The Psychology of Happiness

Authentic happiness is broken down into three core values: positive emotion, engagement, and meaning. Though we can't stay authentically happy 100 percent of the time, we can be aware of the signs that indicate distress as well as the techniques that help our mental health and well-being. 

Simply put, stress is the feeling of emotional strain and pressure that affects your mindset and way of life. Though we typically think of stress as only a psychological pain, small amounts of stress may be desired, beneficial, or healthy. This positive psychological stress, also known as eustress, helps determine our motivation, adaptation, and reaction to a particular environment. However, excessive amounts of stress, also known as distress, can be harmful to our body or well-being.

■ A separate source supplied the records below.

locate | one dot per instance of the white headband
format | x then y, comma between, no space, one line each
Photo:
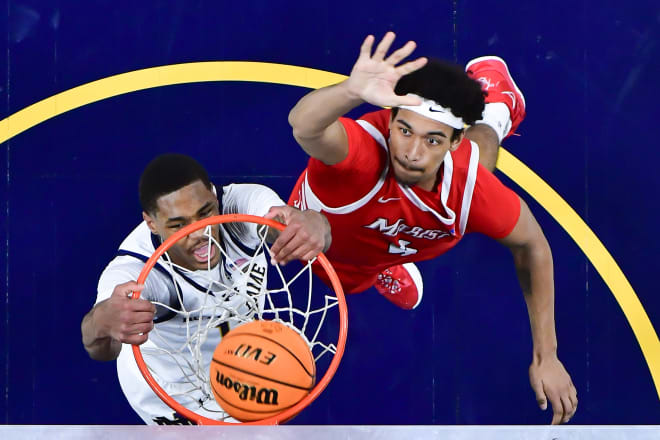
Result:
435,111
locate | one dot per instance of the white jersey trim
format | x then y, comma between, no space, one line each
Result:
470,183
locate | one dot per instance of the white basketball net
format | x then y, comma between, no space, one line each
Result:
179,350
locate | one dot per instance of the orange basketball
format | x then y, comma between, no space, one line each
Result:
260,369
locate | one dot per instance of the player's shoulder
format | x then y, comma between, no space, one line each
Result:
139,239
249,198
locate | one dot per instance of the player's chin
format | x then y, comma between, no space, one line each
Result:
407,179
201,264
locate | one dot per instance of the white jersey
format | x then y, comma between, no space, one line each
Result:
196,293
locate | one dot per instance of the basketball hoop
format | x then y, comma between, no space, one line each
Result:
321,319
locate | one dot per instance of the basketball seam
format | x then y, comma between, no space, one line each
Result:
284,347
264,377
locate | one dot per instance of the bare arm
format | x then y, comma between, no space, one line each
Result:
306,235
533,261
119,319
314,119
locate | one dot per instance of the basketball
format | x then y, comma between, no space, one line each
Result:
260,369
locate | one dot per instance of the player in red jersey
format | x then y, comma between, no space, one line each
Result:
407,184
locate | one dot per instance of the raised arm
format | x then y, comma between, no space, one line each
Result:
116,320
315,118
533,260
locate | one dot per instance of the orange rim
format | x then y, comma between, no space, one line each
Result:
320,386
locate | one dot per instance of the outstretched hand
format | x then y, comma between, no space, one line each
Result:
551,382
374,77
125,319
306,235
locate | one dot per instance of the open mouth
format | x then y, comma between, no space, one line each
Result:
407,167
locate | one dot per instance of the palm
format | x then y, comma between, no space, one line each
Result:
374,77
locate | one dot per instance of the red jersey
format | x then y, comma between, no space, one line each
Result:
378,222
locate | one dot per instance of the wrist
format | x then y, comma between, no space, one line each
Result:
540,354
351,93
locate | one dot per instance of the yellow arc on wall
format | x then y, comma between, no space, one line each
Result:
128,82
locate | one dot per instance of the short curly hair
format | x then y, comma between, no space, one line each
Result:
168,173
448,85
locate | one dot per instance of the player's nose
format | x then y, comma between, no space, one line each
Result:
414,150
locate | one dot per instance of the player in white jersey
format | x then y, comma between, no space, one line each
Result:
175,191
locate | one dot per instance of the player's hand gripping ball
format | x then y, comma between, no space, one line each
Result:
260,369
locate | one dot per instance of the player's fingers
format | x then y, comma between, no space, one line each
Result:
401,53
275,212
573,399
145,327
383,46
365,49
141,305
142,318
127,288
557,410
568,409
136,339
541,399
411,66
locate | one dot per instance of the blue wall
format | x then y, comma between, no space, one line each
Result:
69,195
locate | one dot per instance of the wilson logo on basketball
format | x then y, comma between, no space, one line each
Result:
246,351
265,396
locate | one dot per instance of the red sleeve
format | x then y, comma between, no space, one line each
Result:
347,181
495,208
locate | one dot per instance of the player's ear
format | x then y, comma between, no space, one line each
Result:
151,224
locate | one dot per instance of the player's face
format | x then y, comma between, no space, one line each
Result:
180,208
417,148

According to the Mayo Clinic, your body undergoes a natural stress response. that communicates with multiple regions in your brain.  When we encounter a perceived threat, our hypothalamus sets off an alarm system made of nerve and hormonal signals to release a surge of hormones. These include adrenaline and cortisol. Adrenaline increases our heart rate, elevates your blood pressure, and boosts energy supplies. Cortisol, the primary stress hormone, increases glucose and other sugars in the bloodstream. However, long-term activation of the stress response and overexposure of cortisol creates distress to our body’s processes, whether mental or physical. Some of these responses include the onset of anxiety, depression, insomnia, body dysmorphia, heart or digestive issues, and memory impairment. 

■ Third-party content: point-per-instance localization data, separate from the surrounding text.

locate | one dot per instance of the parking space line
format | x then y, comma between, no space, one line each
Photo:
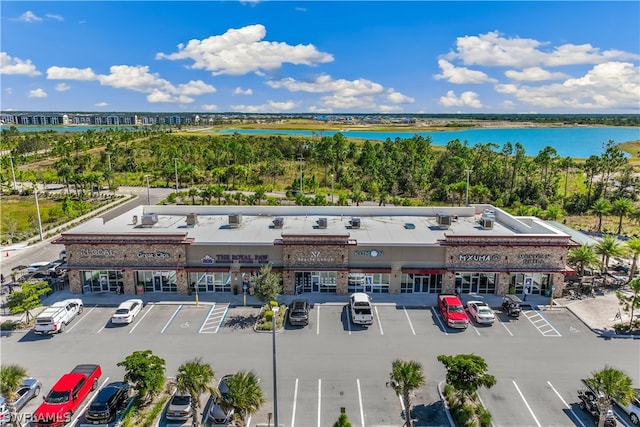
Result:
378,317
541,323
408,320
295,400
566,405
360,401
319,398
140,320
526,404
505,326
437,316
206,319
171,319
66,331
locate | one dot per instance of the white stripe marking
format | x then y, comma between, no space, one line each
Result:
295,399
526,404
409,320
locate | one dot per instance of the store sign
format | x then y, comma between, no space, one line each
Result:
479,258
229,259
533,259
372,253
98,253
162,255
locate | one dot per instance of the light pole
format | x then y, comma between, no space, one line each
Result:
175,166
35,192
275,374
148,193
332,189
466,199
301,159
13,173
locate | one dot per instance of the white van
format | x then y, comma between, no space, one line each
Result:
54,318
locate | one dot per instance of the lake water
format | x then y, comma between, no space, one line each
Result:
577,142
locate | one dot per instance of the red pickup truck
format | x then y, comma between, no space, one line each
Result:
452,311
66,396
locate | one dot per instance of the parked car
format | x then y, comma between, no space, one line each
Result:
179,408
633,408
299,312
109,400
29,389
220,410
126,311
481,312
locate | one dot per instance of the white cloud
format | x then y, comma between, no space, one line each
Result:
242,51
67,73
466,99
29,17
491,49
398,98
9,65
324,84
37,93
605,86
269,107
534,74
461,75
54,17
240,91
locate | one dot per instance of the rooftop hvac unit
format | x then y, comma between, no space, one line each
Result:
443,220
235,220
149,220
192,219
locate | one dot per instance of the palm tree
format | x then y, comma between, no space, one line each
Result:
600,208
11,377
622,207
245,394
195,377
582,257
406,377
633,244
609,247
610,384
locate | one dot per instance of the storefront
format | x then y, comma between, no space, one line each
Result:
334,250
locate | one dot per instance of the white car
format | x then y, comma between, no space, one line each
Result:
633,409
481,312
126,311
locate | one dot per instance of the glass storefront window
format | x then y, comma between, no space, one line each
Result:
421,283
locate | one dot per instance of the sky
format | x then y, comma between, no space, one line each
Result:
321,57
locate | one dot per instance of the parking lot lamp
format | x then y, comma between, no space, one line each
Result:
275,375
148,191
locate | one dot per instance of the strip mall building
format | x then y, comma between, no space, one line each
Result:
172,249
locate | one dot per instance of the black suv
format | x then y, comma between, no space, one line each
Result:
299,312
108,402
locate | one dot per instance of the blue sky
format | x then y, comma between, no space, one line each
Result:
321,57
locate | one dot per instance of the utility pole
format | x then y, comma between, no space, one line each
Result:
466,199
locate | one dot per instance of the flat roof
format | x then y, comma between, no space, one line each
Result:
391,226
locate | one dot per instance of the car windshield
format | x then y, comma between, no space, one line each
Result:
57,397
181,400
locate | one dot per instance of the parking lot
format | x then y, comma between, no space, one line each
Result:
331,364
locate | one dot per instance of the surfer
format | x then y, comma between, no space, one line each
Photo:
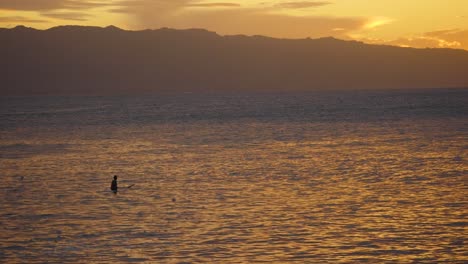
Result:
114,184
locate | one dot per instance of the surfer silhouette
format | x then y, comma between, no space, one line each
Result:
114,184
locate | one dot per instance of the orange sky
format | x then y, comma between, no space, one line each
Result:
415,23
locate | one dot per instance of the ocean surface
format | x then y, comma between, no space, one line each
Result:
319,177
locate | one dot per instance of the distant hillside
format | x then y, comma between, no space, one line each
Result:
93,60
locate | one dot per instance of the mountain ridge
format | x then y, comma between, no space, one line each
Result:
110,60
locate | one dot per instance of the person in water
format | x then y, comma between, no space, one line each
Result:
114,184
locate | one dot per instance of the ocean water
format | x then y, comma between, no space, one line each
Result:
320,177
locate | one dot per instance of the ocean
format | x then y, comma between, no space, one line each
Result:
313,177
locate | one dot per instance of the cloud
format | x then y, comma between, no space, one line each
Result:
377,22
213,5
20,20
236,19
453,38
75,16
41,5
304,4
251,22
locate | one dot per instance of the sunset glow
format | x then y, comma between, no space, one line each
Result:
417,23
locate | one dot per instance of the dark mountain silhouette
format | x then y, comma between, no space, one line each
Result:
93,60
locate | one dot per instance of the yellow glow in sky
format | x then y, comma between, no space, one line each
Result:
416,23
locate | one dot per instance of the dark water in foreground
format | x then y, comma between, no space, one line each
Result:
349,177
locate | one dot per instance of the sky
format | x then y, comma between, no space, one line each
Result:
412,23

It doesn’t always have to be this way. There are techniques to help. And that is our mission at Students for Happiness. 

Though we all experience distress from time to time, using a positive psychological model enables us to heighten our well-being and create authentic happiness. The science of happiness has to do with the neuroanatomy of pleasure, an important contribution to our experience of happiness and strong mental health. Dopamine, serotonin, oxytocin, and other endorphins are the quartet responsible for our happiness. However, increasing the signaling of these neurotransmitters causes cortisol and other stress hormones to decrease, providing relief. According to the American Psychological Association, though many events can trigger these happiness neurotransmitters, there are ways we can intentionally cause them to flow:

Dopamine is released when the body feels achievement. It motivates us to take action towards our goals and desires. To create a surge of dopamine, we must break down our goals in life into bite-sized pieces. Therefore, rather than celebrating when we completed a huge goal, we may create a series of small goals that release dopamine. 

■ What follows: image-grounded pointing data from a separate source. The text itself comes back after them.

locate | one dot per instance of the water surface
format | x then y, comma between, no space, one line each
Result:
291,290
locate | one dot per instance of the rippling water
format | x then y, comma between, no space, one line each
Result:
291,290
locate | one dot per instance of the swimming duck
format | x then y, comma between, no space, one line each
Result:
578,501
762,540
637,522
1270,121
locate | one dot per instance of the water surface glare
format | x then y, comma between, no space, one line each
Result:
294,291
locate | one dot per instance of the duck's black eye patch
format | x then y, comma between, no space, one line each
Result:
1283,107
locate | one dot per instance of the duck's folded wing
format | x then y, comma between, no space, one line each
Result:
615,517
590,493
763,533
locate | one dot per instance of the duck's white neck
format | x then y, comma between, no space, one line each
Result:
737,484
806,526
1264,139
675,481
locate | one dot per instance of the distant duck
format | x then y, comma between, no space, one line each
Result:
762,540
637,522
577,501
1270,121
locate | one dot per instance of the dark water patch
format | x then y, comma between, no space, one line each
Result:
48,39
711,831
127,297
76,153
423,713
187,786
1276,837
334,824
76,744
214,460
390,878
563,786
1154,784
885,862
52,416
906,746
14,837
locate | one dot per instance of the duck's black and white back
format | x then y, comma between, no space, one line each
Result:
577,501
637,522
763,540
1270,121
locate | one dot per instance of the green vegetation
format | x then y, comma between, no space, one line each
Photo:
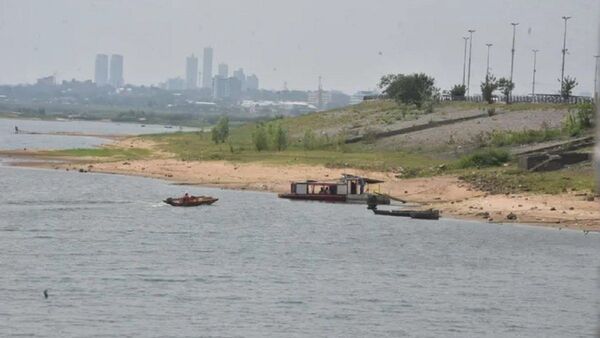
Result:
484,158
220,132
408,89
488,87
512,138
567,86
511,180
579,121
114,153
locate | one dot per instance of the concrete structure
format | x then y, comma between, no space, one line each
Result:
101,70
191,72
207,68
252,82
359,96
116,71
223,70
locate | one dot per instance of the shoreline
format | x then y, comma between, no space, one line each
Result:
454,198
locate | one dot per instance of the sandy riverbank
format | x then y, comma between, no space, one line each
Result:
447,193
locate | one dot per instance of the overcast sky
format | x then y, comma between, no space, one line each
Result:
349,43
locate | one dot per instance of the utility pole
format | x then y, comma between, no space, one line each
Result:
471,31
534,70
466,38
512,57
487,69
596,79
562,72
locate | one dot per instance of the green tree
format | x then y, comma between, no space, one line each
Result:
259,138
506,86
408,89
488,87
309,141
458,91
567,86
220,132
280,138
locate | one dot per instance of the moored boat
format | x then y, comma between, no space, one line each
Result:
190,201
349,189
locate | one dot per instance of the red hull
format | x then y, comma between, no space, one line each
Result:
322,197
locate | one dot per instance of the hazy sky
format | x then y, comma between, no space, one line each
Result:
349,43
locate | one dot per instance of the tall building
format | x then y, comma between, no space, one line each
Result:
252,82
207,68
191,72
101,70
116,71
228,89
239,74
223,70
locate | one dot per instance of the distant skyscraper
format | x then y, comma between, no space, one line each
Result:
116,70
191,72
207,68
252,82
223,70
239,74
101,70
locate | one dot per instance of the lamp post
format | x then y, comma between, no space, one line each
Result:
466,38
471,31
596,80
534,71
487,69
564,51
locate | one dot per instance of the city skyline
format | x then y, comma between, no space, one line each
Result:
350,54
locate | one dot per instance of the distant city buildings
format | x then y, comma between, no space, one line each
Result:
46,81
359,96
223,70
191,72
227,89
252,82
101,70
207,67
239,74
116,71
319,98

Serotonin levels have shown to increase when we feel important or valued. Therefore loneliness or a disconnect are the effects of the absence of serotonin. Gratitude practices and appreciating our past achievements are effective ways to manually produce serotonin. Showing ourselves and other gratitude reminds us that we are appreciated and that we have much to value in our lives. Serotonin is a way to give our lives the concepts of purpose, connection, and meaning. 

Finally, Oxytocin levels build when humans feel intimacy, trust, and true connection. Oxytocin allows us to build healthy relationships with important individuals in our lives and improve our everyday social interactions. Hugs are efficient and simple ways to increase oxytocin levels - when someone gives or receives this gift, it alleviates feelings of isolation by letting us know we are not fighting alone. 

The psychology and neurological perspectives of stress and happiness work hand-in-hand. If we are able to take a few minutes of our lives using a positive psychological model and care for ourselves and others, we can build our own authentic happiness - together!